I can’t even remember what a clove looks like, but it fit snugly into the gaping, black hole and I was instructed to “bite down.” I recall some ensuing numbness, which did seem to reduce the pain level to a bearable 5. Then again, pain was a big part of the “good ol’ days.”

Oh, we had a family dentist, whose “House of Pain” I visited a handful of times as a kid, borne of agonizing necessity. But “Dr. Sinister, DDS” sure as hell wasn’t gonna call and chirp about an overdue cleaning. Our family routine was simple: when the black, food-collecting crater was too big a job for cloves and the screams were keeping neighbors awake, an extraction appointment was made.

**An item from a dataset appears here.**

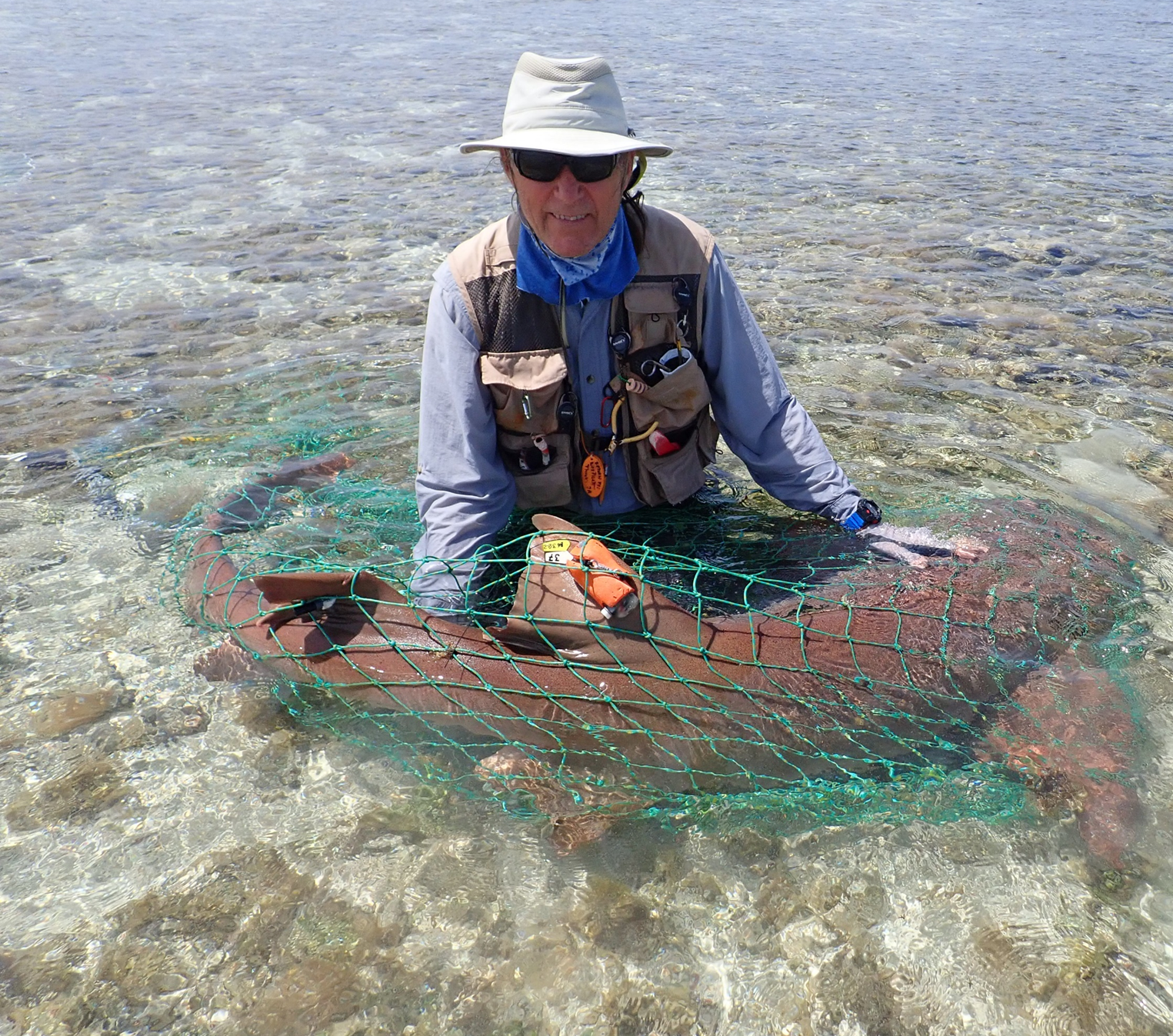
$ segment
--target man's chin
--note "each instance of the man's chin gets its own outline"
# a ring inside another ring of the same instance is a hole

Nobody was cleaning or filling anything … out-of-mouth, out-of-mind was Pop’s philosophy.

Then there was “the croop,” another sleep-invader I’ve never heard of since. Maybe now it’s called bronchitis or something, but in the middle of the night, our parents would hear one of us laboriously breathing and rasp-coughing a moose’s mating call, and out came the sassafras tea. After the pot of water and sassafras came to a violent boil, dad lowered our little heads to just above the churning water and covered it all with a towel. Somehow it worked faster than the nebulizer my asthma requires today.

Is sassafras tea even a thing anymore? Is anyone sitting around with a clove inside a cavernous cavity? Has anyone seen a bottle of cod liver oil — dad’s panacea for everything short of a bleeding ulcer — in anyone’s fridge? You might as well have been drinking straight battery acid, but supposedly this torture elixir would do what a strawberry popsicle wouldn’t. Apparently, anything a kid had to hold his nose to get down was a medical breakthrough.

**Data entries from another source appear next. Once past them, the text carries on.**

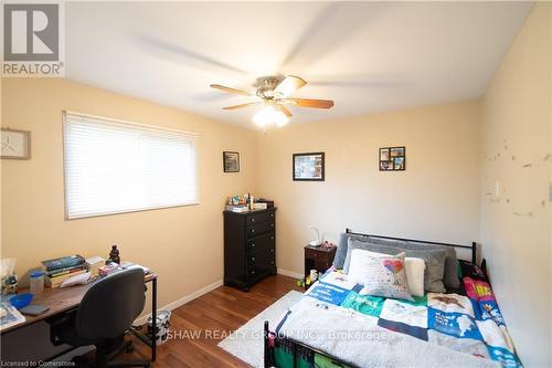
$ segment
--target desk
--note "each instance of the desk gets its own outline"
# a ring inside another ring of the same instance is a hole
[[[157,274],[155,273],[149,273],[145,277],[146,283],[151,283],[151,316],[152,319],[156,320],[157,318]],[[34,295],[34,298],[32,301],[33,304],[41,304],[44,306],[50,307],[50,309],[41,314],[40,316],[28,316],[25,315],[25,322],[21,323],[15,326],[11,326],[8,328],[2,329],[1,335],[4,335],[11,330],[22,328],[24,326],[34,324],[40,320],[47,319],[50,317],[53,317],[55,315],[59,315],[61,313],[75,309],[78,307],[78,304],[81,304],[81,301],[83,299],[84,294],[91,287],[94,285],[94,282],[87,284],[87,285],[78,285],[78,286],[71,286],[71,287],[64,287],[64,288],[44,288],[44,292],[41,294]],[[28,293],[28,290],[20,290],[19,293]],[[152,334],[151,338],[148,339],[142,333],[132,329],[132,333],[146,345],[148,345],[151,348],[151,361],[156,360],[157,356],[157,344],[156,344],[156,334]]]

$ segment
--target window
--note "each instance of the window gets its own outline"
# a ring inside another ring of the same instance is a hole
[[[197,135],[65,113],[67,219],[194,204]]]

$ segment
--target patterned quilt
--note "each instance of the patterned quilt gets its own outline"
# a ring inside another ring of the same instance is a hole
[[[380,327],[428,344],[491,359],[503,367],[521,367],[490,285],[477,278],[463,278],[466,295],[427,293],[406,302],[361,295],[362,285],[330,270],[304,298],[355,311],[365,318],[376,318]]]

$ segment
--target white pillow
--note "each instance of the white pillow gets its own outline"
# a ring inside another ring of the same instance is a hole
[[[425,261],[410,256],[405,257],[404,261],[408,291],[414,296],[424,296]]]
[[[408,292],[404,252],[390,255],[354,249],[350,255],[348,276],[364,285],[361,295],[414,301]]]
[[[354,249],[351,251],[351,264],[353,263],[353,254],[357,254],[357,260],[354,261],[355,266],[351,272],[351,266],[349,265],[349,280],[358,284],[364,284],[367,278],[365,260],[363,260],[362,253],[369,256],[389,256],[389,254],[370,252],[361,249]],[[360,255],[360,256],[359,256]],[[423,259],[416,257],[405,257],[405,270],[406,270],[406,283],[408,285],[408,291],[414,296],[424,296],[424,272],[425,272],[425,261]]]

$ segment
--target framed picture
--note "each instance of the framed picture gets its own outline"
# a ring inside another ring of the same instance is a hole
[[[295,181],[323,181],[323,153],[294,154]]]
[[[31,158],[31,132],[1,129],[1,158],[28,160]]]
[[[222,164],[224,172],[240,172],[240,154],[224,151],[222,153]]]
[[[403,171],[406,169],[406,147],[380,148],[380,171]]]

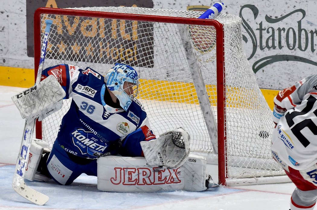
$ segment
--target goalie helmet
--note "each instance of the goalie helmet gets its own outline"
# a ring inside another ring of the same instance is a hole
[[[126,111],[138,95],[139,81],[136,71],[130,66],[117,63],[107,72],[104,81],[119,100],[120,106]]]

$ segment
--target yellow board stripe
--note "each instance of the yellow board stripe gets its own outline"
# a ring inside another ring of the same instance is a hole
[[[34,84],[34,70],[29,69],[22,69],[0,66],[0,85],[22,87],[29,87]],[[168,101],[180,103],[198,104],[198,98],[196,89],[192,83],[179,82],[140,80],[141,85],[139,90],[139,97],[142,99],[161,101]],[[210,100],[213,103],[217,103],[216,87],[214,85],[206,86],[207,92],[210,93]],[[172,90],[173,90],[172,91]],[[272,110],[274,104],[273,99],[279,90],[261,89],[264,98]],[[227,96],[230,97],[236,94],[236,88],[229,90]],[[236,100],[237,99],[236,99]],[[239,105],[237,100],[236,105]]]
[[[34,85],[34,69],[0,66],[0,85],[29,87]]]

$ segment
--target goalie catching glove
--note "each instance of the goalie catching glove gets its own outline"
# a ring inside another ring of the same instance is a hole
[[[52,75],[11,99],[28,123],[38,117],[41,121],[60,109],[65,93]]]
[[[189,155],[190,139],[188,133],[180,128],[140,143],[148,165],[176,168],[182,165]]]

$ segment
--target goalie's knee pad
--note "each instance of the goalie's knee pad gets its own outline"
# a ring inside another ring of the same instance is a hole
[[[48,143],[40,139],[34,139],[31,143],[29,161],[25,169],[25,177],[31,181],[34,180],[47,181],[49,178],[37,173],[43,153],[50,152]]]
[[[183,166],[173,169],[148,165],[142,157],[107,156],[99,158],[97,163],[97,187],[100,190],[201,191],[209,187],[206,159],[198,155],[190,155]]]

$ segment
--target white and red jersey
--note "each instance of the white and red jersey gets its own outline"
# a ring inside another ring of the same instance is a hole
[[[316,87],[317,74],[280,91],[274,99],[272,153],[297,170],[317,163]]]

I remember when my little sister Joy had the first case of shingles I’d ever heard of — and maybe it’s the ultimate irony that most of the male Bloughs became roofers decades later. I just remember Joy had sprawling red patches on her stomach and she didn’t seem the least bit enamored of them. I don’t recall what dad poured down her throat at that point, but I’m guessing it wasn’t Yoo-hoo.

God help you if you got depressed in the good ole days. When I moved back in with my first serious bout of depression at 19, dad knew exactly how to chase those blues away.

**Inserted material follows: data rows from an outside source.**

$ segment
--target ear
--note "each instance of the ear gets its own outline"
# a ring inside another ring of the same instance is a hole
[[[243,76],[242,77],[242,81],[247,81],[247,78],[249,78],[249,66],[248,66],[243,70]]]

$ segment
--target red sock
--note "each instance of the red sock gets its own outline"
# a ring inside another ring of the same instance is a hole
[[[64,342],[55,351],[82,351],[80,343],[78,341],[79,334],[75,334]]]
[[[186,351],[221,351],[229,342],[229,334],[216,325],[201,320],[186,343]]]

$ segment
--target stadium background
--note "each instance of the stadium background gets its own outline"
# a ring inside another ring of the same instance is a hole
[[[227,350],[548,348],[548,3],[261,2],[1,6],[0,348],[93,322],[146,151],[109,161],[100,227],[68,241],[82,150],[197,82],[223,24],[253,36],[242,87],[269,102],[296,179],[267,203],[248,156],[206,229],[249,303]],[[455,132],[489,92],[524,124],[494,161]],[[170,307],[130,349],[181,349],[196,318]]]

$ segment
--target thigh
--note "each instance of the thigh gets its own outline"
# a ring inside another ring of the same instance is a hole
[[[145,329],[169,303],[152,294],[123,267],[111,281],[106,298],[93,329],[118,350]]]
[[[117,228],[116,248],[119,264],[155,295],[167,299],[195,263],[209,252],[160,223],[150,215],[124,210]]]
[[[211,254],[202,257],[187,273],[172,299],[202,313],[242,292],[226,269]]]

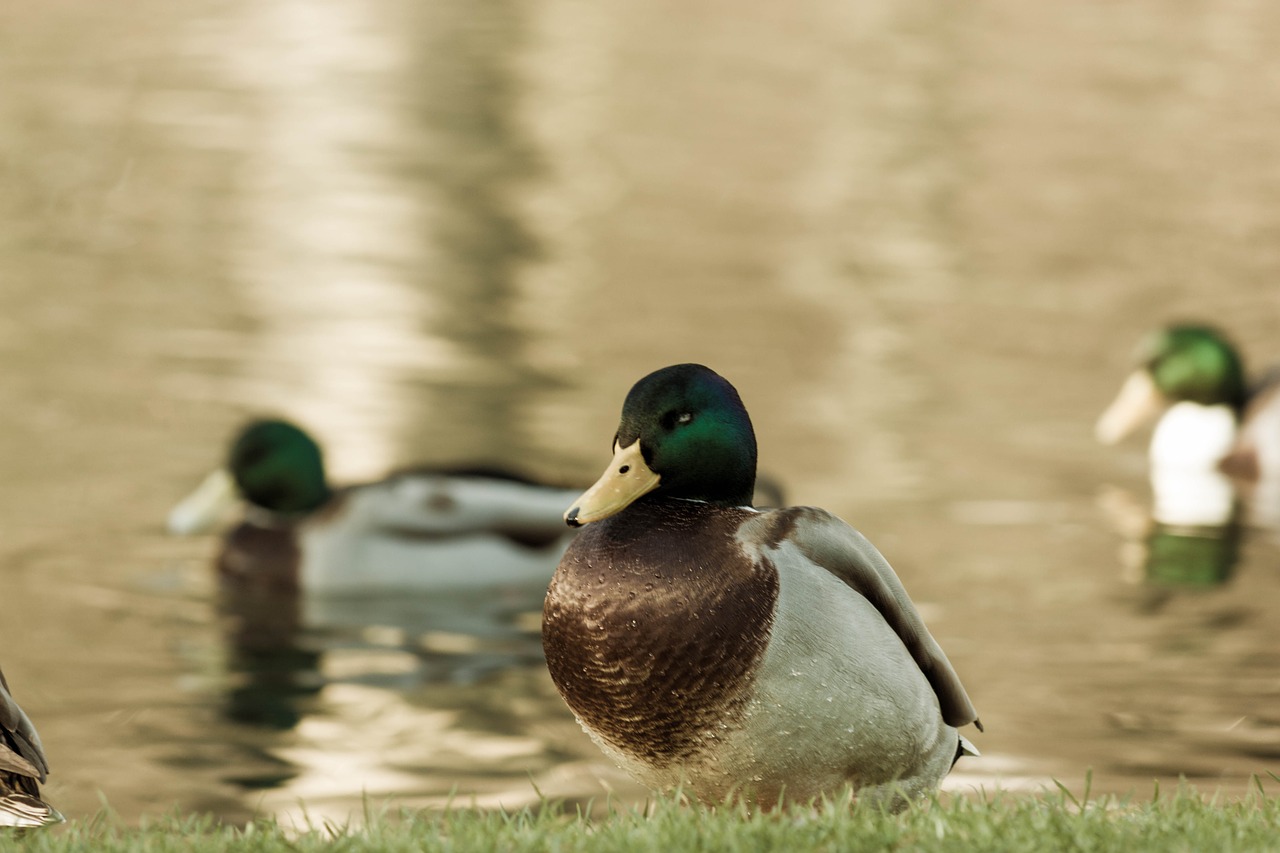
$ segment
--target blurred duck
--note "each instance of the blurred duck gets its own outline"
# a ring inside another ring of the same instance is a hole
[[[406,470],[334,489],[311,435],[256,420],[168,526],[206,530],[238,498],[244,515],[224,542],[224,580],[319,593],[466,589],[550,578],[570,538],[561,512],[576,494],[494,469]]]
[[[561,695],[640,783],[762,806],[928,795],[978,725],[888,562],[824,510],[749,506],[755,433],[708,368],[631,389],[543,610]]]
[[[0,826],[31,829],[63,821],[58,809],[40,799],[47,775],[36,726],[13,701],[0,672]]]
[[[1226,475],[1256,482],[1280,474],[1280,377],[1249,388],[1236,348],[1206,325],[1149,334],[1137,361],[1098,419],[1098,441],[1116,443],[1156,420],[1148,456],[1157,520],[1225,523],[1234,503]]]

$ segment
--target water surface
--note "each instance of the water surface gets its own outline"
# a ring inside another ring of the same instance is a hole
[[[737,384],[792,502],[897,567],[987,725],[948,788],[1240,792],[1276,767],[1275,539],[1157,583],[1124,521],[1143,442],[1091,432],[1155,323],[1280,357],[1280,12],[4,19],[0,662],[65,813],[641,795],[556,695],[536,585],[366,602],[246,661],[215,540],[160,524],[262,411],[342,480],[589,480],[630,384],[686,360]]]

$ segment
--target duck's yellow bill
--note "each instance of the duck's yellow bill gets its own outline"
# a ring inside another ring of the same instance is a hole
[[[1093,434],[1103,444],[1115,444],[1164,407],[1165,398],[1156,388],[1155,379],[1146,370],[1134,370],[1120,387],[1120,393],[1098,418]]]
[[[225,469],[218,469],[169,511],[169,533],[191,535],[218,524],[238,501],[236,480]]]
[[[632,501],[658,488],[658,475],[644,461],[640,439],[627,447],[613,446],[613,461],[595,485],[582,492],[582,497],[564,514],[564,523],[579,528],[591,521],[607,519],[623,510]]]

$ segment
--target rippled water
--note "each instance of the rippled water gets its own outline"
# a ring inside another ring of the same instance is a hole
[[[3,20],[0,662],[68,815],[640,795],[545,675],[536,587],[246,660],[214,539],[160,523],[260,411],[343,480],[588,480],[630,384],[685,360],[904,578],[987,725],[951,788],[1276,768],[1275,539],[1143,552],[1142,442],[1091,435],[1155,323],[1280,359],[1272,6]],[[1170,583],[1188,551],[1224,567]]]

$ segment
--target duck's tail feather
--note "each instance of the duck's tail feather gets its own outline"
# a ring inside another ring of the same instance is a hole
[[[20,792],[0,795],[0,827],[33,829],[65,820],[56,808],[38,797]]]
[[[956,733],[956,738],[959,738],[959,743],[956,744],[956,757],[951,760],[951,766],[952,767],[955,767],[956,762],[960,761],[960,758],[964,757],[964,756],[980,756],[982,754],[980,752],[978,752],[978,747],[973,745],[969,742],[969,739],[965,738],[963,734]]]

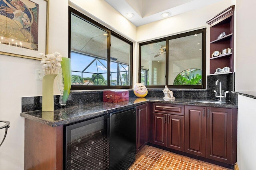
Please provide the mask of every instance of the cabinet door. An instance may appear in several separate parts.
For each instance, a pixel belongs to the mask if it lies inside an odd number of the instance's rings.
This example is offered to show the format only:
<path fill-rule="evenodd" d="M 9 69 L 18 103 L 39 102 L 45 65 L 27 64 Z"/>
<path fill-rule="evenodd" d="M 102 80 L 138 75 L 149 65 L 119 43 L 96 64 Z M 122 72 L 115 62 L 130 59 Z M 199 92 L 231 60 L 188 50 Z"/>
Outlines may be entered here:
<path fill-rule="evenodd" d="M 206 157 L 232 164 L 232 109 L 207 107 Z"/>
<path fill-rule="evenodd" d="M 206 107 L 185 106 L 184 151 L 205 157 Z"/>
<path fill-rule="evenodd" d="M 147 143 L 148 135 L 147 128 L 148 122 L 148 104 L 144 104 L 137 107 L 137 140 L 136 149 L 137 152 Z"/>
<path fill-rule="evenodd" d="M 184 116 L 167 115 L 167 147 L 184 150 Z"/>
<path fill-rule="evenodd" d="M 164 147 L 166 147 L 167 116 L 166 114 L 153 113 L 152 143 Z"/>

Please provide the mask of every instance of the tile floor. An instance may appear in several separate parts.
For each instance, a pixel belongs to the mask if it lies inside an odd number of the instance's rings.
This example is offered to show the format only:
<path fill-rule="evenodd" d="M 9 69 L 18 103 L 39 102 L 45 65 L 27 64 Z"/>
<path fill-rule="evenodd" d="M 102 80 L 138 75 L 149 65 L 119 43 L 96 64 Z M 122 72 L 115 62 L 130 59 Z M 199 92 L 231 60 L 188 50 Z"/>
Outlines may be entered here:
<path fill-rule="evenodd" d="M 129 170 L 230 170 L 230 169 L 146 145 L 137 154 L 135 162 L 129 169 Z"/>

“You don’t sweat enough,” he said. “If you helped me in the garden more, I bet your ‘attic trouble’ would go away.”

(Of course, this was soon after scientists had concluded clinical depression was located just inside the skin and lack of physical activity could irreparably clog one’s pores.)

It boggles the mind to realize that kind of ignorance existed when an enema was just a short walk to the bathroom away. Thank the Lord and the good people at Pfizer medical research has evolved.